Continuing from my previous answer
‘I posted them a few minutes ago’ or ‘I posted them earlier’. The action is completed.
‘I have posted them’ doesn’t give any information about when this happened, so uses present perfect. As soon as you say that time has passed since you did it, you use simple past. Note, however, that if the event is very recent, you continue to use the present perfect : ‘I have just posted them’. You will hear people say ‘I just posted them’ [simple past] but it doesn’t sound quite right to me. This would be a good topic for an Italki discussion where you can get expert opinion from people like Phil.

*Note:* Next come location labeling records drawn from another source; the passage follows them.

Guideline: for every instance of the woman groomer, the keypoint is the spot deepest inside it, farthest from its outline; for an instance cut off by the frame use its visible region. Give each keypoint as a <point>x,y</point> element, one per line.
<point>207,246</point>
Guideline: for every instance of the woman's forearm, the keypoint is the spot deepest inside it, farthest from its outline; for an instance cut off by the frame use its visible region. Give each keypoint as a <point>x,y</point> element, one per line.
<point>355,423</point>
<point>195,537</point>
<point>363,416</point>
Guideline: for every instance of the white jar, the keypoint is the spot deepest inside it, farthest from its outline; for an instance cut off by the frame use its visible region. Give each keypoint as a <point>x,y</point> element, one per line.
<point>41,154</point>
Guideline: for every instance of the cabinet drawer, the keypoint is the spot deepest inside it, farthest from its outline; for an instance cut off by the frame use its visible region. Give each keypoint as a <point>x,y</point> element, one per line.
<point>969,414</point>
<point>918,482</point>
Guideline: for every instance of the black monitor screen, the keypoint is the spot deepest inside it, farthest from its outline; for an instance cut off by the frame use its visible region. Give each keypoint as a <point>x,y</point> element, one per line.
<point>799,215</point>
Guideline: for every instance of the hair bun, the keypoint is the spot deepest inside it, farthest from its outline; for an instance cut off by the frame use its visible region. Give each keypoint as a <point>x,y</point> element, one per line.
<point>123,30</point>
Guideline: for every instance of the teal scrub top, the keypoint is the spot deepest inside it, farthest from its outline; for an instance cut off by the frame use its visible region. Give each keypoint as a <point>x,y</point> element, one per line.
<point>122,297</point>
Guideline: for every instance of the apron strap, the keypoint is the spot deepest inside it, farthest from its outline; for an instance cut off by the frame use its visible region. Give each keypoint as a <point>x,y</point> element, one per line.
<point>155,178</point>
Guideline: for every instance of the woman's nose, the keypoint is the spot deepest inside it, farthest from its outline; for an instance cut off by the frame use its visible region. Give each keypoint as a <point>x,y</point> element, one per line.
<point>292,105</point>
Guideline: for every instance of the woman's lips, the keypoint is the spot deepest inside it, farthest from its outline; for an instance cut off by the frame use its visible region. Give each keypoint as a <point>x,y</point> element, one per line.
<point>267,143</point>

Possibly for very recent events either present perfect or simple past are acceptable.
‘They’ve just done it’ ; ‘They just did it’. I prefer the first, but the second is also commonly heard.
‘I’ve just been there’ ; ‘I just went there’.
The past perfect also gets confused with the simple past but, if you like [to think of it this way], in the other direction.
When you are referring to two or more events in the past, which happened at different times, you use the past perfect to put them in chronological [time] order.
‘I had been learning Chinese for some time when I realised I couldn’t make myself understood when I spoke.’
The learning period preceded [came before] the realisation that I was not understood, so ‘I had been learning . . ‘ or ‘I had learned. . ‘ is in the past perfect. ‘I was not understood’ and ‘I spoke’ are in the simple past.
The sentence could be written the other way around :
‘I couldn’t be understood when I spoke although I had been learning Chinese for some time.’
Native speakers use these tenses intuitively without having to think about it, and I understand how difficult it is for learners of English to work out which to use. I have noticed, however, that even [presumably native] English speakers do make mistakes in this, so I don’t think you should worry about doing that.